Yes. You can fully prepare and stuff the mushrooms several hours ahead and keep them refrigerated until baking time. This makes them especially convenient for holidays and gatherings.
Why do mushrooms release so much liquid while baking?
Mushrooms naturally contain a high amount of water. As they cook, the moisture escapes. Baking at a higher temperature helps evaporate some of that liquid more quickly.
Can I use larger mushrooms instead of baby mushrooms?
Absolutely. Large white mushrooms or cremini mushrooms work very well and can hold even more filling for a heartier appetizer.
What can I use instead of breadcrumbs?
Crushed crackers, panko, or even finely ground toasted bread work nicely. Each creates a slightly different texture in the filling.
How should leftovers be stored?
Store leftover stuffed mushrooms in an airtight container in the refrigerator for up to 3 days. Reheat them in the oven instead of the microwave for the best texture.
4. Nutrition Information
| Nutrient | Amount Per Serving |
|---|---|
| Calories | 170 |
| Protein | 7g |
| Carbohydrates | 7g |
| Fat | 13g |
| Saturated Fat | 7g |
| Fiber | 1g |
| Sugar | 2g |
| Sodium | 290mg |
| Cholesterol | 30mg |
Old fashioned stuffed mushrooms prove that some of the best recipes come from simple ingredients prepared with care.

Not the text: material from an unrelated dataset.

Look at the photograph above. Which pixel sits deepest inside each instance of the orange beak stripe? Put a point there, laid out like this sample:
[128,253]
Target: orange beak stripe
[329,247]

The combination of tender roasted mushrooms, creamy herb-filled stuffing, garlic, and golden Parmesan creates a rich savory bite that feels comforting from the very first taste. They’re easy enough for everyday cooking yet special enough to serve during holidays and family celebrations.
One reason this recipe has remained popular for generations is its balance of flavor and simplicity. There’s no complicated technique involved, just a few thoughtful steps that bring out the natural earthiness of the mushrooms while creating a warm, creamy filling. After one tray comes out of the oven bubbling and fragrant, it’s easy to understand why stuffed mushrooms continue to be one of the most loved classic appetizers in home kitchens everywhere.